I am very careful about playing judge and deciding if X sentence is serious enough, too leaniant etc... wo all the facts.

As for telling the newspapers, what the heck would you want to achieve with that? Making his children paria in their own town, forcing them to move away? The effect of doing something like this is wide ranging. It doesn't affect just the criminal but also innocent people that certainly don't deserve that.

MuffinTip Wed 08-Feb-17 17:06:39

I won't be telling newspapers?! I haven't even suggested that. It was reported locally but they have now moved area.

I am more upset that no one in my family told the truth about this man

user1478860582 Wed 08-Feb-17 17:09:13

So you and your husband have made the decision to stay away. That's your choice. There's not really a lot more to say is there?

So why the post on MN? To be the centre of the inevitable outrage that is going to be poured out?

CoolCarrie Wed 08-Feb-17 17:10:25

WTF HarmlessChap, what a ridiculous suggestion, those poor kids to have to read that kind of thing in the local paper, bloody hell.
OP you can only do what you can do which is keep yourselves well away from him.

MuffinTip Wed 08-Feb-17 17:11:24

I just wanted to write it down really. I don't have anyone to talk to as my family don't know that I know.
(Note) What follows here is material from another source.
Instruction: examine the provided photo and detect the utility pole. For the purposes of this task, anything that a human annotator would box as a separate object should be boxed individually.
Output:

Apologies if I shouldn't have posted. I didn't mean to cause offence

RedAndYellowStripe Wed 08-Feb-17 17:11:58

Muffin that was in response to harmless post.
I know this is not something you have mentioned.

RedAndYellowStripe Wed 08-Feb-17 17:13:09

And no offense at all.
This is a serious and unusual situation to be in. Trying to decide what is and isn't the best way of action isn't easy. Nor is it easy to sort your feelings about the way his close family reacted.